La  crise des semi-conducteurs  touche de plein fouet l’industrie automobile européenne, notamment avec les répercussions récentes concernant Nexperia, un fournisseur de puces clés. L’horizon semble s’obscurcir : Nexperia a annoncé qu’il pourrait ne plus garantir ses livraisons, provoquant une panique parmi les constructeurs automobiles. Les associations du secteur mettent en garde, affirmant que la situation est critique et qu’aucun répit ne se profile à l’horizon.
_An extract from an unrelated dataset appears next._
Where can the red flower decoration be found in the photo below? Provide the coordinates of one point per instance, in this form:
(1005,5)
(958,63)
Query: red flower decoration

Une alerte rouge pour l’industrie automobile

Le son de la  cloche d’alarme  a retenti le 16 octobre lorsque l’Association Européenne des Constructeurs Automobiles (ACEA) a publié une mise en garde officielle. La situation pourrait mener à des arrêts de production si la crise d’approvisionnement avec Nexperia n’était pas rapidement résolue. Selon ACEA, les puces concernées jouent un rôle crucial dans les unités de  contrôle électronique  des véhicules. Les stocks disponibles ne seraient suffisants que pour quelques semaines, illustrant ainsi la gravité de la situation.

Les causes de la crise

La situation imparfaite a pris un tournant dramatique fin septembre. La Bureau de l’Industrie et de la Sécurité américain a élargi sa  Liste d’Entités  pour imposer des restrictions sur des filiales de sociétés déjà sanctionnées. Nexperia, qui appartient à l’entreprise  Wingtech , a alors été affectée, entraînant des tensions croissantes. Le gouvernement néerlandais a décidé d’intervenir dans l’entreprise, tandis que la Chine a riposté en bloquant l’exportation de certains composants. Ces événements ont mis en lumière non seulement les ramifications industrielles de cette situation, mais aussi les implications géopolitiques qui en découlent.

Le rôle essentiel de Nexperia

Bien que Nexperia ne soit pas aussi médiatisée que les géants du secteur des semi-conducteurs, son importance ne doit pas être sous-estimée. Les  puces  de Nexperia sont intégrées dans la majorité des  modules électroniques  et des unités de contrôle (ECUs) de véhicules produits en Europe. La société est reconnue pour sa  fiabilité  et sa capacité à fournir de grandes quantités de composants. Ainsi, l’arrêt de ses livraisons aggravera technologiquement et économiquement la situation de l’industrie automobile.

Des réponses en chaîne

Face à ces alertes, les fabricants réagissent en élaborant des plans de contingence. En Allemagne, par exemple,  Volkswagen  a constitué une équipe spéciale dédiée à l’évaluation des risques liés à cette crise. Le constructeur a également commencé à  négocier  avec des fournisseurs alternatifs. Comme l’a souligné  Christian Vollmer , responsable de Production chez VW, la recherche de solutions a déjà débuté, bien que les changements ne soient pas instantanés. Pour l’instant, VW continue de produire, mais le scénario pourrait se dégrader rapidement.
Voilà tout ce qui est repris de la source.